I wrote this several years ago to a friend who was being promoted from deacon to priest. May it be an encouragement, especially to my bivocational brothers. As always, names, places, and such have been altered to protect identities.
Dear Walter,
I don’t know if you recall it, but in the charge to you at your diaconal ordination, you were told that that when your time in the diaconate is through, and the time comes to engage in the ministry of the Word and prayer, it is an obsession that deserves a man’s full-time attention. So the Twelve Apostles judged it, and speaking from my 7 years of experience as a full-time laborer in the Word, I agree: this testimony is true.
It is not, however, the whole truth.
There was another apostle, born out of due time, who—although possessed of a right to full-time support in his ministry of the Word—had a different obsession: to take the Word wherever God called him, whether that would provide him with a living or not. In that mission, he was sometimes supported; many times he made tents instead of making a living from his ministry. Paul’s bivocational life was a matter of economic necessity, but it also had a pastoral effect. Paul challenged the Thessalonians, who had a problem with laziness, to follow his example. He reminded them that when he was with them he ate no one’s food free of charge, and earned his keep with his own hands. Paul could not have made that point so solidly, had he been in “full-time ministry” (as we call it) during his stay in that city. We don’t know whether Paul’s bivocational life in Thessalonike was a deliberate pastoral choice or a providential necessity, but in either case, God used it for the good of the Thessalonians.
And so I write to you on the occasion of your ordination to the priesthood to offer you this reminder of Paul’s life, taught to us by the Scriptures and attested by my own experience. I have served as a full-time seminary professor and pastor. I have also found myself selling fabric, painting houses, installing bathtubs, driving busses, hawking curriculum like a Lebanese rug merchant, and more, in order to finance my ministry.
So I speak—from a certain perspective—-as a ministerial failure. There is an upwardly mobile, slick corps of professionals that fill the full time salaried spots in our churches. I spent 7 of the 14 years of my ministry in those exalted ranks. Of late, I have fallen from them, and do not appear to be in any danger of recovering.
You may find yourself called to serve in that corps of polished professionals. I’ve been there, have many faithful friends there, and am happy to affirm that there’s plenty of good work to do there. If God calls you to it, then serve there without shame. But on the occasion of your ordination to the priesthood, I want to remind you—for whatever my unsolicited counsel may be worth—that such a calling is by no means inevitable.
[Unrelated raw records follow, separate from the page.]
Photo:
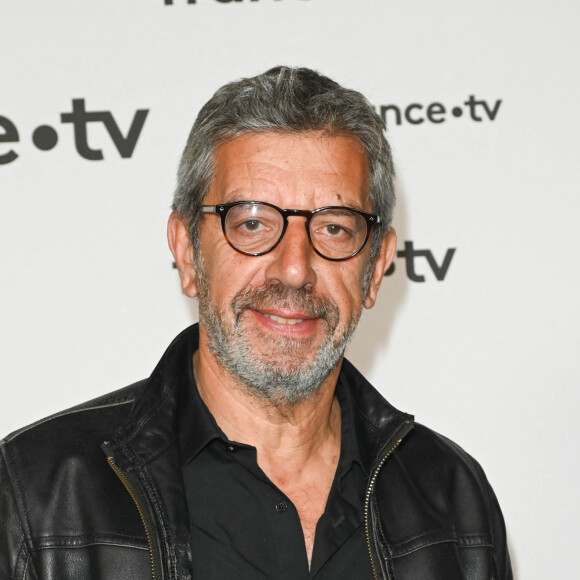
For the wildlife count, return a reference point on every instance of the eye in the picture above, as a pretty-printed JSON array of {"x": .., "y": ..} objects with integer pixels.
[
  {"x": 251, "y": 225},
  {"x": 334, "y": 230}
]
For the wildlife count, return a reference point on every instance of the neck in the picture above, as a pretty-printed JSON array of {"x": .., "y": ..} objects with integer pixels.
[{"x": 280, "y": 433}]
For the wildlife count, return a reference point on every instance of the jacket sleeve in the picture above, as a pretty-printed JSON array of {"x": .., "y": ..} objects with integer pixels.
[
  {"x": 502, "y": 564},
  {"x": 13, "y": 549}
]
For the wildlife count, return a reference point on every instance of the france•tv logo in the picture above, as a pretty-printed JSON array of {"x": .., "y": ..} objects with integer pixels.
[{"x": 45, "y": 137}]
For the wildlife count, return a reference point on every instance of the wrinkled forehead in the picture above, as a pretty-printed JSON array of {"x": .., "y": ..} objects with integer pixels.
[{"x": 306, "y": 167}]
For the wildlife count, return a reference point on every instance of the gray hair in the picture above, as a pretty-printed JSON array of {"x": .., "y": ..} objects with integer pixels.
[{"x": 290, "y": 100}]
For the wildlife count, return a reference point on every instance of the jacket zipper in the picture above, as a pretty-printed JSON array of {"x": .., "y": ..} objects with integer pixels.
[
  {"x": 403, "y": 431},
  {"x": 137, "y": 501}
]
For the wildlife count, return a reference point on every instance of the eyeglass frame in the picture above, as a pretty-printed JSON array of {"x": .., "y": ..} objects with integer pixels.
[{"x": 222, "y": 209}]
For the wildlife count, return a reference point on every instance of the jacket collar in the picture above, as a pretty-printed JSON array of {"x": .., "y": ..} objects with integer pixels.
[{"x": 157, "y": 419}]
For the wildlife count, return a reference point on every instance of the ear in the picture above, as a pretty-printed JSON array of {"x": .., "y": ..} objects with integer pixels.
[
  {"x": 182, "y": 250},
  {"x": 384, "y": 259}
]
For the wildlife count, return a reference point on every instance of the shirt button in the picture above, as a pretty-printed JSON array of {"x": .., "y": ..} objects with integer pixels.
[{"x": 281, "y": 507}]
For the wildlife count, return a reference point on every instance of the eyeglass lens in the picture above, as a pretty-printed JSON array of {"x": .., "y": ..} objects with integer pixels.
[{"x": 255, "y": 228}]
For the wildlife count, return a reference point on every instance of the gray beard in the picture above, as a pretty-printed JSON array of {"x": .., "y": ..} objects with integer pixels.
[{"x": 282, "y": 376}]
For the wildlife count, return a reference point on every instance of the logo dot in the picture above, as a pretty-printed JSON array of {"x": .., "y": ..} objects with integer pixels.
[{"x": 44, "y": 137}]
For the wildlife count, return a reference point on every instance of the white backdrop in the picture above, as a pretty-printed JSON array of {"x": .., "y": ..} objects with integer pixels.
[{"x": 488, "y": 355}]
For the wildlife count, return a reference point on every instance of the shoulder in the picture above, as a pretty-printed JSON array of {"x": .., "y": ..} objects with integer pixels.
[
  {"x": 70, "y": 438},
  {"x": 100, "y": 413}
]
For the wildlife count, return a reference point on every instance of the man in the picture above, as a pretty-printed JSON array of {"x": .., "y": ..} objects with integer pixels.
[{"x": 255, "y": 450}]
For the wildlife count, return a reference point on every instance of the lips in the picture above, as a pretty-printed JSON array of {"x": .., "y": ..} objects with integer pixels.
[
  {"x": 292, "y": 308},
  {"x": 281, "y": 320}
]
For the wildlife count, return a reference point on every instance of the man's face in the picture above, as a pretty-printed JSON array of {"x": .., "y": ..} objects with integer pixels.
[{"x": 279, "y": 323}]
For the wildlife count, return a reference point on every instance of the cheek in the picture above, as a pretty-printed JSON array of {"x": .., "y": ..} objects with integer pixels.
[{"x": 345, "y": 289}]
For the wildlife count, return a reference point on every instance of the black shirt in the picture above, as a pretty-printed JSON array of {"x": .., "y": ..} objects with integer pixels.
[{"x": 244, "y": 528}]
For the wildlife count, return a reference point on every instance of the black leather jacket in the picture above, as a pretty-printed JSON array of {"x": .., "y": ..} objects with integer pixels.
[{"x": 70, "y": 512}]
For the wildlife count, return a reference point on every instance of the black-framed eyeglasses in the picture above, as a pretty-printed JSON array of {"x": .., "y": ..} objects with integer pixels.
[{"x": 255, "y": 228}]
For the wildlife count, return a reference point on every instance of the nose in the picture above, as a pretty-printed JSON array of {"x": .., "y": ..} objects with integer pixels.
[{"x": 291, "y": 260}]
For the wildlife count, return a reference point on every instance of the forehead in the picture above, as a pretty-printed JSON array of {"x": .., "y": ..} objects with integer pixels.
[{"x": 307, "y": 169}]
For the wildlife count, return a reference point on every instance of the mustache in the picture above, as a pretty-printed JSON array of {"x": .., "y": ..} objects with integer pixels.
[{"x": 280, "y": 296}]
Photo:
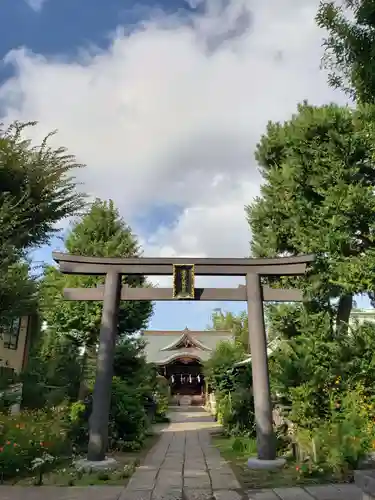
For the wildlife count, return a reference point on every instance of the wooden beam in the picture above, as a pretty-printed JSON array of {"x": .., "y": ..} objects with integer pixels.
[
  {"x": 152, "y": 261},
  {"x": 165, "y": 294},
  {"x": 139, "y": 268}
]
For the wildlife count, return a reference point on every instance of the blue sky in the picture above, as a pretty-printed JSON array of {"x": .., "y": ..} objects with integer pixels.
[{"x": 164, "y": 102}]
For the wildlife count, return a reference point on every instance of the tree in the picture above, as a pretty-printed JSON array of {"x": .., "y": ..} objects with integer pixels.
[
  {"x": 318, "y": 197},
  {"x": 350, "y": 46},
  {"x": 238, "y": 324},
  {"x": 37, "y": 191},
  {"x": 101, "y": 232}
]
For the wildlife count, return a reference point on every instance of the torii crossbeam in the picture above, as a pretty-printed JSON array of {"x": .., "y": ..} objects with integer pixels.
[{"x": 183, "y": 270}]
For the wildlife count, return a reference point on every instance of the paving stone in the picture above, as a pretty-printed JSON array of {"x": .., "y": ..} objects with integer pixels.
[
  {"x": 349, "y": 491},
  {"x": 135, "y": 495},
  {"x": 262, "y": 495},
  {"x": 292, "y": 494},
  {"x": 169, "y": 480},
  {"x": 324, "y": 492},
  {"x": 58, "y": 493},
  {"x": 224, "y": 481},
  {"x": 200, "y": 482},
  {"x": 163, "y": 493},
  {"x": 195, "y": 472},
  {"x": 227, "y": 495},
  {"x": 192, "y": 494}
]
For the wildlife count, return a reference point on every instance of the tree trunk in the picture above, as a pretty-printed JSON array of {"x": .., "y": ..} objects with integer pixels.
[
  {"x": 343, "y": 312},
  {"x": 82, "y": 384}
]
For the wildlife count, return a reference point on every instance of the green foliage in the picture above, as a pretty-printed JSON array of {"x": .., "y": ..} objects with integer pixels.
[
  {"x": 340, "y": 442},
  {"x": 318, "y": 170},
  {"x": 30, "y": 436},
  {"x": 52, "y": 376},
  {"x": 101, "y": 232},
  {"x": 237, "y": 324},
  {"x": 349, "y": 47},
  {"x": 218, "y": 369},
  {"x": 37, "y": 190}
]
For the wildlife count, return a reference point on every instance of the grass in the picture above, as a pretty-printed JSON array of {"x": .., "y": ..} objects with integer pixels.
[
  {"x": 237, "y": 451},
  {"x": 67, "y": 475}
]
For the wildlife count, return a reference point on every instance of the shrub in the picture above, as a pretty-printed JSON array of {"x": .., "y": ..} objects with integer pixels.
[
  {"x": 346, "y": 437},
  {"x": 162, "y": 399},
  {"x": 128, "y": 422},
  {"x": 235, "y": 411},
  {"x": 30, "y": 436}
]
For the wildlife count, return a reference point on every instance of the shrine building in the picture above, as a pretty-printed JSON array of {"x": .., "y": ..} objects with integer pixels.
[{"x": 179, "y": 357}]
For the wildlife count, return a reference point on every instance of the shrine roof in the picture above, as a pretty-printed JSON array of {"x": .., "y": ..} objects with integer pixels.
[{"x": 163, "y": 347}]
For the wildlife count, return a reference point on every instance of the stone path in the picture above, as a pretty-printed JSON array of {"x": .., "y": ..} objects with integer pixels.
[{"x": 183, "y": 465}]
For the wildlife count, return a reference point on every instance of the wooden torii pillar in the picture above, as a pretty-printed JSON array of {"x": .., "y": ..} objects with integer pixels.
[{"x": 184, "y": 272}]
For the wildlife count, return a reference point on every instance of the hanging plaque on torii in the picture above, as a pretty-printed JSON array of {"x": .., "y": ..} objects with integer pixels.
[{"x": 183, "y": 272}]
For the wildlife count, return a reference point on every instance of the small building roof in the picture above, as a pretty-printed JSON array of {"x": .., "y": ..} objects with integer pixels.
[{"x": 165, "y": 346}]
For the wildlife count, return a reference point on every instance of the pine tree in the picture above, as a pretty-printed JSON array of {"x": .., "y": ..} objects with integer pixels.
[{"x": 101, "y": 233}]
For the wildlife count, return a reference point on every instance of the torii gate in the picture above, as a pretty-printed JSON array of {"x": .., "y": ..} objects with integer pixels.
[{"x": 184, "y": 272}]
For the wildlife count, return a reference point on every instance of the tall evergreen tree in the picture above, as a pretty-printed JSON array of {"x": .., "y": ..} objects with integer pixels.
[
  {"x": 237, "y": 324},
  {"x": 100, "y": 233},
  {"x": 350, "y": 46},
  {"x": 37, "y": 190},
  {"x": 318, "y": 197}
]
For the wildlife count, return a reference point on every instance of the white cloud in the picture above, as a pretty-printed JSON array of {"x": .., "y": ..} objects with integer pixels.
[
  {"x": 36, "y": 5},
  {"x": 172, "y": 112}
]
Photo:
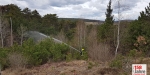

You may be called to the “failure” that was Paul’s life, and if you are, you must leap into your calling without shame. That might be relatively easy at the beginning, but as time wears on, you will begin to see the costs of your expensive ministry hobby. I want you to know, from someone further down that path, that it is worth it. God will provide. I do not understand His ways, and I yell at Him sometimes. I have had sleepless nights when I didn’t know how I was going to pay the rent, or afford a desperately needed dental operation for Kimberly. It has not been easy, not by any stretch. But it has been good. God is good; all His ways are good. He will carry you when, by every earthly calculation, you should fall down.
What sustains me in my service now is not the memory of the “glory years” when I was a paid, full-time worker in the Word, or some hope of getting back to that station eventually. What sustains me now is the character that was formed in me long before I was ever ordained, during my years as the hands and feet of Christ serving the Body in whatever capacity was needed.
By the time they ordained me, I knew I wasn’t getting a coveted appointment to an indoor job with no heavy lifting. I was getting a license to serve, as I had always served — only more so. It might not be fitting to leave the ministry of the Word and prayer to serve tables, but it is sometimes necessary. You might have every right to make a living from the ministry, but in God’s providence, you might not have the ability to do so. In the context of the American church, you will be made to feel like a second-class citizen for that, and you will be tempted to scratch and claw for a “better” post with better pay.
But no. Labor in the calling God has given you, secure in the knowledge that if you have to pay your own way, you are not the first. God will care for you, and your treasure is invested in heaven, which holds up surprisingly well when the bottom falls out of the earthly markets.
I wish you every success in your ministry. May Christ the Sun of Righteousness shine on you, and scatter the darkness from your path, and may the blessing of God Almighty—-Father, Son, and Holy Spirit—abide in you and rest upon you always.